Some interesting points to pick apart below:

Why aren’t liberals offering Pamela Geller a federal subsidy? Geller is the blogger-activist who organized the “Draw Muhammad” exhibition in Garland, Texas, which inspired some DIY jihadists to attack the event. The would-be terrorists chose poorly: They were cut down by Texas lawmen shortly after wounding a security guard.

Let’s hop in the WayBack Machine for a moment.

In 1986, the National Endowment of Arts paid about $20,000 for Andreas Serrano’s “Piss Christ.” Serrano peed in a glass, plunked a plastic icon of Jesus on the cross into it, and then snapped a picture………[follows a list of similar blasphemies displaying zero talent and endless bile. Also notes that many Christians and others objected not so much to the creation of such art, but through their having to pay for it through the National Endowment for the (leftist) Arts.]

………Federal subsidies for “art” — or even art without scare quotes — are legitimately controversial for all sorts of reasons: Surely the government has higher priorities; bureaucrats shouldn’t be in the business of picking winners and losers, in the marketplace or the art gallery; it’s particularly annoying to be asked to fund expression you find inartistic and obscene.

Thomas Jefferson said it well: “To compel a man to furnish funds for the propagation of ideas he disbelieves and abhors is sinful and tyrannical.” [Probably said as a complaint against British taxation, but I imagine Jefferson would be aghast at the present system of compelling Church entities to fund activities directly counter to our beliefs, like abortion and contraception.  Funny how the federal government doesn’t seem all that interested in forcing muslim schools to do the same.]

……….But I am utterly baffled how people who think it’s censorship to withdraw funding for anti-Christian “hate speech” can argue that private individuals have no right to express anti-Muslim views. [And that is precisely what is being argued by a substantial majority of the media.]

“While we have freedom of speech,” a New York Daily News columnist insisted, “we also have freedom of religion, which shouldn’t be impinged upon.” [Full stop.

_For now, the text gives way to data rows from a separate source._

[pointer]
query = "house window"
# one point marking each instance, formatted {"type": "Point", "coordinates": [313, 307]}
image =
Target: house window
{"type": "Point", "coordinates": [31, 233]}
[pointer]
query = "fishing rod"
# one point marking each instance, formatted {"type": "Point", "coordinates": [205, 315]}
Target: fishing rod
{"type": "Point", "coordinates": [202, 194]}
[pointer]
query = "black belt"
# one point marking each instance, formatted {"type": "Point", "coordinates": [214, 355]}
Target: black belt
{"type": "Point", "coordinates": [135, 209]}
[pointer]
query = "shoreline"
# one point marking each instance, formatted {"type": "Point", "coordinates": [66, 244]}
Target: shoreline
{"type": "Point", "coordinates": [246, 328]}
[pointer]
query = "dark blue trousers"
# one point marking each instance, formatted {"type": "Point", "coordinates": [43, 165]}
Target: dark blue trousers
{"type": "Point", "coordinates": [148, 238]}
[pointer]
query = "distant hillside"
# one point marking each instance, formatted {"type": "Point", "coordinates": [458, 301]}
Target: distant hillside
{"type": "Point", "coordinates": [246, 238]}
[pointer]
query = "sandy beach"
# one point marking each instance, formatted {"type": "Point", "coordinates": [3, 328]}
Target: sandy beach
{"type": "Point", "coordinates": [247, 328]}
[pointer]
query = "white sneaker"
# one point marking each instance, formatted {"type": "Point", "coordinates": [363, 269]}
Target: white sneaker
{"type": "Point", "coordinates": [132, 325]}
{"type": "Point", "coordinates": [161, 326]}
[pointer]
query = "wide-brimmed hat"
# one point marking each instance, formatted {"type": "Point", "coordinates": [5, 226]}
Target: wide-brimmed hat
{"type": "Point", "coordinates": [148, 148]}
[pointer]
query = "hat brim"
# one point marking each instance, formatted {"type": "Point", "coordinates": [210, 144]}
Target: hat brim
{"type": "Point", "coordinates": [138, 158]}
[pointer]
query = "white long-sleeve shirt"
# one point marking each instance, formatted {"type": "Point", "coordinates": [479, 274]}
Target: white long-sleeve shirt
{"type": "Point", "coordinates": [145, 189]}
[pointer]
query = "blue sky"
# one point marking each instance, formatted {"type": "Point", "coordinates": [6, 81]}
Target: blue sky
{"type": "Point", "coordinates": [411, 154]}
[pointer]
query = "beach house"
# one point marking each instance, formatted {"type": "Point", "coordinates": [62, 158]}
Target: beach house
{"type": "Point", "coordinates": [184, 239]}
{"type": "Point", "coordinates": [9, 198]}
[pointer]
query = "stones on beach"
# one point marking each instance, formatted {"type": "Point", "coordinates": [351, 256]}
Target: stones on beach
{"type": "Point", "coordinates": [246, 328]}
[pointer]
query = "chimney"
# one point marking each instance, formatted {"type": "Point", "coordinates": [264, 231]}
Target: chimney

Really.  REALLY?!?  So did this same  columnist write pieces vigorously protesting Obama’s persecution of the Church and other Christians in violation of that supposedly sacrosanct freedom of religion?  How much do you want to bet the author is fully in favor of churches being forced to “marry” sodomites, and would be very happy to see us persecuted if we refuse?  Given the reflexive progressivism of the author, and the many pieces she has written favorably covering matters like “transgenderism” and fake same-sex marriage, it’s almost certain she would favor seeing churches losing their tax exempt status or being otherwise persecuted for refusing to hop on the latest cultural shibboleth]

CNN’s Chris Cuomo, a law-school grad, tweeted that Geller’s “hate speech” isn’t protected by the Constitution. At first Cuomo suggested proof of this could be found in the Constitution itself. He then hastily clarified that it fails the “fighting words” doctrine of the Supreme Court. [His argument has been completely destroyed elsewhere]

I’m dubious about that. But if he’s right, the lesson is clear: Violence pays.

Which is one reason why the left has a massive double standard between Christianity and islam, certainly.  They do fear them, very much.

But it takes more than just fear of islam to argue that drawing pictures of a supposed prophet is so out of bounds that those promoting such work had a terrorist attack “coming to them” while arguing that denial of federal funding to those who blaspheme with urine and elephant dung the literal God Incarnate, believed (even still) by a large majority of Americans, is such an assault on “free speech” it constitutes the veritable collapse of the Republic.  These two beliefs are not even remotely reconcilable. And yet they are held by a huge majority of the self-anointed elite that constitutes our political/media class.

That discrepancy can only be explained by a deep seeded animus towards Christianity. So when we have that animus on the one hand, always seeking avenues to persecute and marginalize believing Christians, and the trembling obeisance offered to islam on the other, am I alone in seeing a disturbingly diabolical inclination?